Banks students learn to ‘Live in the Outdoors’
Published 3:00 am Saturday, November 22, 2014
The students at Bank Middle School got at “taste” of Native American and Pioneer life Friday at the Native American/Pioneer Living in the Outdoors event at the school Friday.
Brandi DeSandro, program instructor, said the students visited 10 stations where they learned how Native Americans and pioneers adapted to living in the great outdoors.

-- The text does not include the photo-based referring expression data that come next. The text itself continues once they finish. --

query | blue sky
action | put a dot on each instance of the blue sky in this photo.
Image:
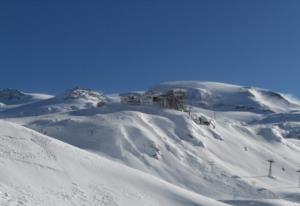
(117, 45)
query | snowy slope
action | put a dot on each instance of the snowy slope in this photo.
(226, 161)
(73, 99)
(227, 97)
(37, 170)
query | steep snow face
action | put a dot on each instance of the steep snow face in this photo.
(170, 145)
(12, 96)
(37, 170)
(224, 160)
(227, 97)
(73, 99)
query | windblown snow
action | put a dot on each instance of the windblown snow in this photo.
(83, 147)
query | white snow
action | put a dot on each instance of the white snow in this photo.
(223, 162)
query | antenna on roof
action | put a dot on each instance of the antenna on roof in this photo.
(270, 167)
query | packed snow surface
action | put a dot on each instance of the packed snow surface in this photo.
(86, 148)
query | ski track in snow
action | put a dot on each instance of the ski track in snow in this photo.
(226, 161)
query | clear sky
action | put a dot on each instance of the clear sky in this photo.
(120, 45)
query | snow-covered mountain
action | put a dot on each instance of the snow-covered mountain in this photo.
(223, 161)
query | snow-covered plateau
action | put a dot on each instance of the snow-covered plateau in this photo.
(187, 143)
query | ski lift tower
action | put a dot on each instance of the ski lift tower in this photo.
(270, 167)
(298, 171)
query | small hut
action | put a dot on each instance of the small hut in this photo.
(131, 98)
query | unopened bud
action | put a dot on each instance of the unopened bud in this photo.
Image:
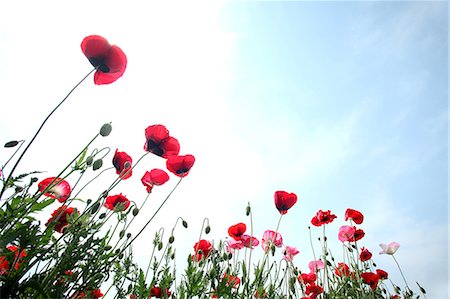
(105, 130)
(97, 164)
(135, 211)
(89, 160)
(11, 143)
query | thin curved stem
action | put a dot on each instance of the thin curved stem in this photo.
(39, 130)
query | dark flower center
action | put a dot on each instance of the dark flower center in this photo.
(154, 148)
(100, 64)
(182, 170)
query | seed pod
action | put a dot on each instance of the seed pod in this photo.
(135, 211)
(11, 143)
(89, 160)
(95, 208)
(105, 130)
(97, 164)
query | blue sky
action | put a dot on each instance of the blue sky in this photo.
(343, 103)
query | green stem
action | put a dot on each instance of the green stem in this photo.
(39, 130)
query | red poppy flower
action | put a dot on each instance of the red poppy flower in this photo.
(313, 290)
(117, 202)
(159, 142)
(249, 241)
(55, 188)
(284, 201)
(307, 278)
(109, 60)
(323, 217)
(381, 274)
(202, 250)
(155, 177)
(59, 216)
(180, 165)
(371, 279)
(365, 254)
(18, 257)
(354, 215)
(4, 265)
(342, 270)
(122, 162)
(157, 292)
(237, 230)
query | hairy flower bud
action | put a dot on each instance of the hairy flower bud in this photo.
(105, 130)
(97, 164)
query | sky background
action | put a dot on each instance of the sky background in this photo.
(343, 103)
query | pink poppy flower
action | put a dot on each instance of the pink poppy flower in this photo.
(354, 215)
(110, 61)
(249, 241)
(284, 201)
(390, 248)
(289, 253)
(316, 265)
(117, 202)
(271, 238)
(155, 177)
(55, 188)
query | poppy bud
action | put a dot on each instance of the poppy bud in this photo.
(135, 211)
(95, 208)
(11, 143)
(89, 160)
(97, 164)
(105, 130)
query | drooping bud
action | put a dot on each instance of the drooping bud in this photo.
(97, 164)
(11, 143)
(135, 211)
(105, 130)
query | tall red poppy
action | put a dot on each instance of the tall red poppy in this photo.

“Students through the eighth grade learned about outdoor and wildlife safety, about furs and outdoor cooking and archery,” she said. “They learned about the importance of catching rain in barrels. They learned to make bracelets using twine and ‘berries.’ They had an opportunity sit and listen to stories about the pioneers and hear folk songs sung.”
The students also learned about the different Native American tribes that inhabited South Alabama – the Choctaws, Chickasaws, Creeks and Cherokee.
“The students learned about the different foods the Native Americans ate – where they grew, how the plants were harvested and how the food was cooked,” DeSandro said. “They also learned about the different plants they were used for medicine.”
The students at several stations had prepared food for tasting including Creek bread made with cornmeal, onions and tomatoes and corn hash. Others prepared a peach and blueberry cobbler over an open fire.
The students were surprised to learn that the berries of a dogwood tree are poisonous and will kill you, “like the bite of snake.”
Speaking of snakes, the students learned about the different snakes that inhabit Alabama and how to identify them.
DeSandro said Native American /Pioneer Living in the Outdoors was fun for the students and also gave them a much deeper understanding of and appreciation for those who were the early inhabitants of America.